Non à l ‘urbanisation du plateau de Saclay

plateau-saclayConcernant le plateau de Saclay, parler de  «Silicon Valley à la française» relève de l’intox pure et simple pour vendre l’idée du projet.

Si la mutualisation d’équipements lourds de recherche est souhaitable, et le rassemblement d’Etablissements d’Enseignement Supérieur peut sembler séduisant (rassemblement, pas accolage …). Mais là on dépasse les limites, par exemple : Agro Paris Tech Grignon a-t-elle plus besoin du diffuseur neutronique Soleil que de ses champs expérimentaux laissés à 30 km ? Ne semble t’il pas absurde aussi de déplacer l’université Paris Sud d’Orsay de 3 km en l’éloignant de sa station RER pour la rapprocher d’un métro hypothétique dans 15 ans ?

A moins que l’attraction du foncier libéré dans des sites très prisés, parisiens et périphériques, ne soit visée que pour espérer de juteuses opérations Financières…

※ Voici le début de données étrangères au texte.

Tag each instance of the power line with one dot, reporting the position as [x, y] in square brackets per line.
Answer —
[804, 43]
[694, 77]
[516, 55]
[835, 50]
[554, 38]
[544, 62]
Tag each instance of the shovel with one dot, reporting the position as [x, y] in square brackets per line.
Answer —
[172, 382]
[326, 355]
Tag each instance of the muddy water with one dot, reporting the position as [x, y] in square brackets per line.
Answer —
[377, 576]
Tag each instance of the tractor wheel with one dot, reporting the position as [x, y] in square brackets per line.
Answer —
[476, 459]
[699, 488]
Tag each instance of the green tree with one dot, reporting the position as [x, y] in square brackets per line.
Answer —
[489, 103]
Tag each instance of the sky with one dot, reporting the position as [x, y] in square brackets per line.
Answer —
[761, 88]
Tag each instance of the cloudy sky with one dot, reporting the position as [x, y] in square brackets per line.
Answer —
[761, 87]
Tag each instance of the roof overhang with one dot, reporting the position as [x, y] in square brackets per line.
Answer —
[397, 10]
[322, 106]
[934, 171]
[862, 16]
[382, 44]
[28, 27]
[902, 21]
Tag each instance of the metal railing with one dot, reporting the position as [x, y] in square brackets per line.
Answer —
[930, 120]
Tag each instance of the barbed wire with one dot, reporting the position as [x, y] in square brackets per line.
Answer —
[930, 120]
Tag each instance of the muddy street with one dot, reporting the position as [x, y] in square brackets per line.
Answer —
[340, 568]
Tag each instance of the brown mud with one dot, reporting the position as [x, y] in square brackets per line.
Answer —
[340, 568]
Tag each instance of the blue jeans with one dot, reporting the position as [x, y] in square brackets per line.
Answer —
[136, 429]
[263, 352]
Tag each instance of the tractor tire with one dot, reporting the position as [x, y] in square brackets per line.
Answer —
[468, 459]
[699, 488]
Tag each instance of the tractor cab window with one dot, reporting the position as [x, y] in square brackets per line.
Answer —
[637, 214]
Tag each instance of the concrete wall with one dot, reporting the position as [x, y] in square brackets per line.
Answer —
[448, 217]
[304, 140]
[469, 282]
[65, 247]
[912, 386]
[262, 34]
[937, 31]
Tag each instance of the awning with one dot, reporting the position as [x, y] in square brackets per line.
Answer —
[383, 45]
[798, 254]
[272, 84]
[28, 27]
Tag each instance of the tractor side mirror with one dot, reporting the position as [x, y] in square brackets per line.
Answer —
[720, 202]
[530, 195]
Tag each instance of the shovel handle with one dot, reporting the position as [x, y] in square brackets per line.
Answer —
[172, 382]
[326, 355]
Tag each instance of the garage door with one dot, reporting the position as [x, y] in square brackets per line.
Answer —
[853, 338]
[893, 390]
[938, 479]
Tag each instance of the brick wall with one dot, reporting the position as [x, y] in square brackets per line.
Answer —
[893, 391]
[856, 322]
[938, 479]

 Il est temps de  démystifier cette idéologie de la «visibilité mondiale», de la «dynamisation de la recherche», «développement», «croissance»… dont les slogans ronflants n’ont d’autre objet que de  frapper les esprits et leur part d’irrationalité. Cette opération dite d’Intérêt National, sur une région reconnue pour sa grande qualité agricole, ne crée d’emplois que dans le BTP. Elle ne fait que déplacer les autres, à volume constant pour l’Ile de France, avec leurs contingences de transport, de logement, ou de précarité.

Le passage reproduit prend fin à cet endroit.